2:30 p.m. The next mission of our trip begins - to find and pick up a "homer" left in the area six years ago. A homer guides a boat toward it by "pinging" back when contacted. These devices are left with scientific experiments so that the experiments are easily found when it's time to get the results. The batteries that power the "ping" last about two years. Since the batteries in this device no longer work, "we are picking up our trash," Whaling says.

It is likely that the homer has shifted around quite a bit from its original spot, but we head out to where it was originally left.

Fifteen minutes later, ROV pilots Craig Dawe and D.J. Osborne Jr. use the radar to steer the Ventana probe to areas that look as if they might contain a metal object. Mr. Dawe thinks he's found it - and he has.

The mechanical arms are guided to grab the metal cylinder of the homer. When Ventana emerges, it is grasping a huge robotic fistful of sea anemones that were attached to the homer.

3:30 p.m. Our day's missions accomplished, we begin heading back to shore. The Point Lobos comes out four times a week carrying different scientists who are taking part in a multitude of projects. All of these researchers and engineers are working together and developing cutting-edge technologies to help solve the mysteries of the deep sea.

For more information, see www.mbari.org.

Flashes of brilliance deep in the ocean

Below 200 meters in the ocean, light all but disappears. But there are flashes of brilliance in the dark. Many sea creatures that live at this depth are bioluminescent, which means they make their own light.

With their blinking blue and green lights, many of these gelatinous (jellylike) creatures in the deep ocean look more like spaceships than animals. "When you see one, they really are more bizarre than science fiction could come up with," says Steve Haddock, marine biologist at the Monterey Bay Aquarium Research Institute (MBARI).

These animals can glow when they are disturbed. They range from radiolarions, creatures that are just a few millimeters wide, to siphonophores, which are related to jellyfish and can grow up to 40 meters. The glowing is like a "kind of a message - don't mess with me," says Dr. Haddock.

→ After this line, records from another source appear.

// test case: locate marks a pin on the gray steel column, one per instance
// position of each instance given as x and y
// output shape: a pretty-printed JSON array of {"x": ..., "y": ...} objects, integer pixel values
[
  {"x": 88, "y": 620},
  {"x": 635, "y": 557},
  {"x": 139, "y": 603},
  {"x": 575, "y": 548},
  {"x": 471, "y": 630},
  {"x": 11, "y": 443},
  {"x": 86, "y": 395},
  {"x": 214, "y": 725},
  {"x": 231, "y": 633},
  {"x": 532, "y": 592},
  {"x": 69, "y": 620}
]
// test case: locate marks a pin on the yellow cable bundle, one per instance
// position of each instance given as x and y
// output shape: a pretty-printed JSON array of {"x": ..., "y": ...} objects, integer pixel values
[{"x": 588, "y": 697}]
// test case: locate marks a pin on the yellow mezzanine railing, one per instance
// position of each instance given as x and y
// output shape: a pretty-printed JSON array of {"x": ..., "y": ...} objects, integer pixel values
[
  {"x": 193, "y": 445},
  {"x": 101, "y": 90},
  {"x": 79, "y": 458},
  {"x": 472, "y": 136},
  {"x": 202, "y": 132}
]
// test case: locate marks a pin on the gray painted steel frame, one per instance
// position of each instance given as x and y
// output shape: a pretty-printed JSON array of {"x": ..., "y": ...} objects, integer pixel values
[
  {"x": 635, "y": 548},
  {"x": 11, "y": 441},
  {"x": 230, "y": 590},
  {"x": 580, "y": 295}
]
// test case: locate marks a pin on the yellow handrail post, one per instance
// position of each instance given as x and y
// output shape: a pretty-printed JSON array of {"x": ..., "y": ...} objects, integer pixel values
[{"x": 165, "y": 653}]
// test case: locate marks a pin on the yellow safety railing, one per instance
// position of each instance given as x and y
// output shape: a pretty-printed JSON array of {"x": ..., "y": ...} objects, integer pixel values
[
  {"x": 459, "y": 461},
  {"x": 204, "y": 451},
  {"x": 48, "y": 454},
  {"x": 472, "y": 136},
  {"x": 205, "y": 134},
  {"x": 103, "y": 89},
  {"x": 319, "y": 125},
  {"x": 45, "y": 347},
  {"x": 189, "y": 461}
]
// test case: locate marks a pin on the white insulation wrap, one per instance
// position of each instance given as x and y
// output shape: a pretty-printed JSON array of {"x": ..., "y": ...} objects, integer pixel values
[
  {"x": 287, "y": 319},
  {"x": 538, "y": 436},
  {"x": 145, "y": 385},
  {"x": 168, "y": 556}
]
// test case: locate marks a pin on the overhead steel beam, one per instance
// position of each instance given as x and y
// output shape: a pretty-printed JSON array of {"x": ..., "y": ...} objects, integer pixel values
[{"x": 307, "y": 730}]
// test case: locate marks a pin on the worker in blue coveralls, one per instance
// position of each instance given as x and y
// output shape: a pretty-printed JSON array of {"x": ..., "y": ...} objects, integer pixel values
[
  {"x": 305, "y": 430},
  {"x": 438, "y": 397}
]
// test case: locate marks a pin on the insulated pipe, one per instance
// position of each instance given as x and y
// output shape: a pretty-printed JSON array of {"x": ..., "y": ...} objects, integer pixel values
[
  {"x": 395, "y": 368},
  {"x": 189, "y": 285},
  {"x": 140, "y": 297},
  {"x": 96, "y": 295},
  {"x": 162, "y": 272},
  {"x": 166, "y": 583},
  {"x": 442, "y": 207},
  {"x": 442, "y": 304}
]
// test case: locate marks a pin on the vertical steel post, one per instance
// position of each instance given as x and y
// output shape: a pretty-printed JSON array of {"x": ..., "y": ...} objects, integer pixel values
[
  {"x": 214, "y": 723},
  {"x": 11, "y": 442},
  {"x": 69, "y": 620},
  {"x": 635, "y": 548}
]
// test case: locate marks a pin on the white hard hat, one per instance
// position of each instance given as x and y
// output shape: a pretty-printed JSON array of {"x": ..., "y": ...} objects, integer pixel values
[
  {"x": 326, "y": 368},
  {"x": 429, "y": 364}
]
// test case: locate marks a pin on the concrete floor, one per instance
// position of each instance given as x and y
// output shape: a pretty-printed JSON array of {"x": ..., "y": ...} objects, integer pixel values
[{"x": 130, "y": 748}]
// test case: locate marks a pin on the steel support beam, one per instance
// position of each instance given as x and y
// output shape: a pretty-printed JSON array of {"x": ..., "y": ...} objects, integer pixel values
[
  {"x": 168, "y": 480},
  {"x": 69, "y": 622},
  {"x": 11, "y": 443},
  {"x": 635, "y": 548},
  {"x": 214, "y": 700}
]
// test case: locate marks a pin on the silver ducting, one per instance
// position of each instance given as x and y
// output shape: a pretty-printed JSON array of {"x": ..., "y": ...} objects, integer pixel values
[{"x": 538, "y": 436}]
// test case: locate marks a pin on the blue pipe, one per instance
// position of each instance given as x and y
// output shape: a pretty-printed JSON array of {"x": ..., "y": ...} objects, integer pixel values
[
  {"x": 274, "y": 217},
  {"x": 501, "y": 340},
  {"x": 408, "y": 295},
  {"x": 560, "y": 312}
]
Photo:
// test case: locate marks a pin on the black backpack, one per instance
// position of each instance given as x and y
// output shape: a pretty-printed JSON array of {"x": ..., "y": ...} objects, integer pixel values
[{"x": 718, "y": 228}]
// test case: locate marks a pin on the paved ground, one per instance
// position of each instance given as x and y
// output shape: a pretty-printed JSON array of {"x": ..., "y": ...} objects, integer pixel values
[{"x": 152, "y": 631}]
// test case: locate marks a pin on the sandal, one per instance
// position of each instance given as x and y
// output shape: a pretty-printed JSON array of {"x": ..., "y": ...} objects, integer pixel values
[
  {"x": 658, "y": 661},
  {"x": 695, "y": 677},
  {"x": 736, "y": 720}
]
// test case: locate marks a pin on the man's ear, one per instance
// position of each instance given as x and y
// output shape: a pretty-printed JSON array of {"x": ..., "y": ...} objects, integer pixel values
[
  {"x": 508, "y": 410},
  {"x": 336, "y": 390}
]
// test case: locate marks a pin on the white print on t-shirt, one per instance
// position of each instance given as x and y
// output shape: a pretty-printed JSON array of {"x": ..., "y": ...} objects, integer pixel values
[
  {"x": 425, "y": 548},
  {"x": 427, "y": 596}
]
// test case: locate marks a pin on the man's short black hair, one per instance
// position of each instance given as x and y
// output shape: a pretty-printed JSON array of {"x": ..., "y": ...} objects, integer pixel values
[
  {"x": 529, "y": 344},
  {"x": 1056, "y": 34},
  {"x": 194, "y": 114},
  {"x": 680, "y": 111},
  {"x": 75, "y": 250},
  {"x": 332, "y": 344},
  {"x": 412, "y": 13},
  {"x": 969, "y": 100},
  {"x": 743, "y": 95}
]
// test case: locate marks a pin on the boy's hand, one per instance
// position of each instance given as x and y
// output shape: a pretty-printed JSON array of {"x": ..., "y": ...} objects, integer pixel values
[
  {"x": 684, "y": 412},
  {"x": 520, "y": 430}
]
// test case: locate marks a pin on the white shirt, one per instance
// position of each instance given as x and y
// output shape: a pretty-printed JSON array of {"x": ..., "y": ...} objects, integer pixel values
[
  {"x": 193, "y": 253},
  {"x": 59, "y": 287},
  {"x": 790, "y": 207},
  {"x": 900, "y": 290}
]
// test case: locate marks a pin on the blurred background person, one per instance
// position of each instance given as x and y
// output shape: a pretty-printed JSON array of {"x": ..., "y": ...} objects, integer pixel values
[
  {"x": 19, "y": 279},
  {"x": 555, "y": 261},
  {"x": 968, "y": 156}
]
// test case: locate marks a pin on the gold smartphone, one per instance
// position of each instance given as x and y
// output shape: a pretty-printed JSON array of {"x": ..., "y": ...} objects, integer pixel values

Blue-green light is the most common. That is because these colors have a long wavelength in water and are easily spotted by sea creatures.

Some deep-sea animals use the lights for other purposes. Angler fish, for instance, have what looks like a tiny glowing worm held on a miniature fishing pole attached to their heads. It is in just the right place to attract tasty little fish.

The dragonfish has night vision. It uses red light to see into the darkness. Other creatures nearby normally do not see the dragonfish coming because most fish cannot see red light (the wavelength is too short).

But Haddock's team - Dr. Casey Dunn of Yale University, Dr. Philip Pugh of the National Oceanography Centre in Britain, and Christine Schnitzler of MBARI - recently found a siphonophore that broke all the rules. Discovered at 1,600 meters, it had red lights and seemed to be using flickers of its light as a lure for smaller prey.

This discovery has led to more questions. Can some deep-sea fish see red light? Do more bioluminescent creatures use red light than previously thought? Marine biologists are seeing deep-sea life in a new light.